Mako Shark Meunière is a fish main course made with mako shark, a fish steak similar to swordfish, but much less prestigious, and consequently, much more economical. The Mako Shark Meunière has the same main fish cut as the Mediterranean Mako Shark and the Livorno-style Mako Shark.
Usually, sole meunière is more common, but since sole is also very expensive, and the meunière recipe is really very good, I recommend trying this recipe with a fish steak that is indeed more economical, but not less tasty.
If you like this recipe, I recommend not missing my other fish-based recipes!
- Difficulty: Easy
- Cost: Medium
- Preparation time: 15 Minutes
- Portions: 4
- Cooking methods: Stovetop
- Cuisine: Italian
- Seasonality: All Seasons
Ingredients
- 1.75 lbs mako shark
- 1 lemon
- parsley
- salt
- milk
- flour
- 1.5 tbsp clarified butter
Preparation
Wash and clean the parsley, then chop it very finely with a knife, or with a mezzaluna, and then set it aside.
It will be used to garnish the Mako Shark Meunière before serving.
Wash the lemon as well, cut it in half and extract the juice with a citrus juicer.
Dip the mako shark slices first in milk and then in flour.
Place the slices of mako shark on a cutting board, and continue breading the others one by one.

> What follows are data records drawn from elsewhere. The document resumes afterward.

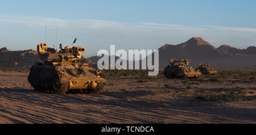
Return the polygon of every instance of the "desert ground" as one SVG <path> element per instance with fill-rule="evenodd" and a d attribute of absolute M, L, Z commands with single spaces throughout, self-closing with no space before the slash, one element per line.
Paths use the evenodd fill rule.
<path fill-rule="evenodd" d="M 98 94 L 34 91 L 29 70 L 0 69 L 0 123 L 256 123 L 256 68 L 167 79 L 105 71 Z"/>

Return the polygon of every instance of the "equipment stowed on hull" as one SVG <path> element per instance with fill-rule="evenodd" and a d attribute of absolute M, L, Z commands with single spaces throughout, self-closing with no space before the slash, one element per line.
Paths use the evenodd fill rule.
<path fill-rule="evenodd" d="M 64 94 L 68 90 L 98 93 L 106 79 L 101 70 L 79 62 L 85 48 L 66 46 L 63 49 L 60 44 L 60 49 L 57 52 L 47 47 L 47 43 L 38 45 L 41 60 L 31 67 L 28 77 L 34 89 L 55 94 Z"/>
<path fill-rule="evenodd" d="M 164 74 L 168 79 L 197 78 L 201 75 L 201 72 L 191 67 L 187 66 L 189 60 L 170 59 L 170 64 L 164 69 Z"/>

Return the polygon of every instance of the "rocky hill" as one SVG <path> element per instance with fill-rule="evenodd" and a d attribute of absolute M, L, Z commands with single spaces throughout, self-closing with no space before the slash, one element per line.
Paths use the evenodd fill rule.
<path fill-rule="evenodd" d="M 193 37 L 185 42 L 172 45 L 166 44 L 159 49 L 159 66 L 168 65 L 168 59 L 187 59 L 191 65 L 209 62 L 215 67 L 256 66 L 256 47 L 238 49 L 228 45 L 215 48 L 200 37 Z"/>
<path fill-rule="evenodd" d="M 29 68 L 39 60 L 38 53 L 34 50 L 9 51 L 6 47 L 0 49 L 0 68 Z"/>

Heat a pan and add the clarified butter inside.
When the butter is completely melted, add the slices of mako shark.
Cook the mako shark slices for at least 8 minutes on each side.
Flip the slices of mako shark and finish cooking on the other side.
Deglaze with lemon juice, add salt and parsley, and serve on the table.
STORAGE
Store the Mako Shark Meunière in the fridge for a maximum of two days, closed in an airtight food container.